Members of Gov. Dannel P. Malloy’s administration met Wednesday evening for the first time with representatives of the State Employees Bargaining Agent Coalition, which represents the 45,000 unionized state workers.
Malloy has asked the unions for $2 billion in concessions and savings over the next two years in order to help balance the two-year $40 billion state budget. Both Malloy and union leadership have agreed not to negotiate their differences in the media, but Deputy Budget Director Mark Ojakian and Dan Livingston, chief SEBAC negotiator, put out a joint statement following the meeting.
“We engaged in a respectful and frank discussion,” the unions said. “We agreed to continue meeting and that the substance of our meetings would not be discussed in the press. We hope these discussions will be productive and yield positive results.”
Earlier in the day Wednesday Malloy, who did not attend the meeting with union officials, said he’s been very frank about the state’s fiscal situation.
“I made it clear that we couldn’t cut our way out of it, nor can we tax our way out of it,” Malloy said. “I presented a budget which I think is an appropriate compromise.”
He speculated the conversations will start with a set of ground rules on how the meetings will be conducted and what level of secrecy is expected by both sides. Then there’s the question of the timeline and how quickly negotiations will be concluded.
“I have not hidden the fact that in the absence of success we’ll have to go down a different road,” Malloy said. “We’ll be prepared to go down that road in a few months.”
Malloy has said he’s prepared to offer more spending cuts, not tax increases, if negotiations with the unions are not fruitful.
Malloy admitted Wednesday that while he’s at the table when these negotiations conclude, he’s never been there at the beginning and thus can’t comment on what happens at these initial meetings.
The unions negotiated a 20 year contract back in 1997 with then-Gov. John G. Rowland. Their contract including health benefits and pensions doesn’t expire until 2017, but Malloy has called their wage and benefit package unsustainable. He has also criticized Rowland for agreeing to such a long term labor contract.
Asked why the unions with six years left on their contract would want to even open negotiations with the administration, Malloy said “ because they want to see these issues resolved, as much as I want to see them resolved.”
Union leaders like AFL-CIO President John Olsen, who is not involved in the negotiations, insisted Malloy’s approach to solving the first year of the budget by raising taxes $1.5 billion and cutting spending $1.76 billion, isn’t a balanced approach. Olsen has argued Malloy should be taxing the wealthier far more than he has proposed.
But during his first Town Hall meeting in Bridgeport, Malloy defended his 0.2 percent income tax increase on the state’s wealthiest citizens by explaining that they saw a full one percent increase in their rates just 18 months ago.
In 2009 the unions with former Gov. M. Jodi Rell negotiated about $750 million in concessions, including a wage freeze in the first year, seven furlough days over two years, and increases in health benefits and pension contributions. But Malloy has said not all of that $750 million counts as a concession since at least $300 million was a deferred payment by the state to the pension fund.

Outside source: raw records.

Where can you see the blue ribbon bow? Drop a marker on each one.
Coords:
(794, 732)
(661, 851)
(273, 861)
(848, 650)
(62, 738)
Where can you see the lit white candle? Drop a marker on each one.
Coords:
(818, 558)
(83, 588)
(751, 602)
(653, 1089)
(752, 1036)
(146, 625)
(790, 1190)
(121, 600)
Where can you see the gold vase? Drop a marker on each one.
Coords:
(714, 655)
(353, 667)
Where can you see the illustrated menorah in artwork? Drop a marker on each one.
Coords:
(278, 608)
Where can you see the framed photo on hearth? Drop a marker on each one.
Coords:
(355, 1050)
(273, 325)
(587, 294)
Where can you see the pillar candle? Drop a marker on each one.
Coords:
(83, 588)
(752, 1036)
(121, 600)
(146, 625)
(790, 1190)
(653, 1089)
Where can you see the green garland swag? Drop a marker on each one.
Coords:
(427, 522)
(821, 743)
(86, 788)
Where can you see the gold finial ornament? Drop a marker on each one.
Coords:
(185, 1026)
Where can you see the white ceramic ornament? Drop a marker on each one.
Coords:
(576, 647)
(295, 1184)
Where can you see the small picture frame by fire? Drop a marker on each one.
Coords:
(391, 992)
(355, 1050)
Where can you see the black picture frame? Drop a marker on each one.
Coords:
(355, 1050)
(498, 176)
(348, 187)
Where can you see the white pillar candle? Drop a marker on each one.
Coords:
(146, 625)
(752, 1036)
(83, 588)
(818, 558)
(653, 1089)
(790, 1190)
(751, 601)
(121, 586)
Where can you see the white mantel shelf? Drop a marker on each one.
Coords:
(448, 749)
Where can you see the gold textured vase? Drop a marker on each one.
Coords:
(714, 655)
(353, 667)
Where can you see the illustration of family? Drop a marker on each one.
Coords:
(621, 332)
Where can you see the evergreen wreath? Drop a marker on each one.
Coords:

Malloy was in New London Wednesday evening at his third Town Hall meeting both defending and selling his budget to the people.
“More people are saluting than not,” Malloy said of his budget proposal.
“I think most people have come to understand that we can’t tax our way out of it, nor can we cut our way out of it. That it involves a compromise of both of those steps,” Malloy said.
The legislature’s Appropriations Committee has been holding nightly meetings on Malloy’s budget proposal. The conversations at those meetings vary depending on which agencies are up for discussion, but most oppose the consolidations and some of the spending cuts. Most admit the cuts are painful, but not as painful as they could have been. The Appropriations Committee will issue its budget proposal in April, which will be followed by the Finance, Revenue, and Bonding Committee’s tax package.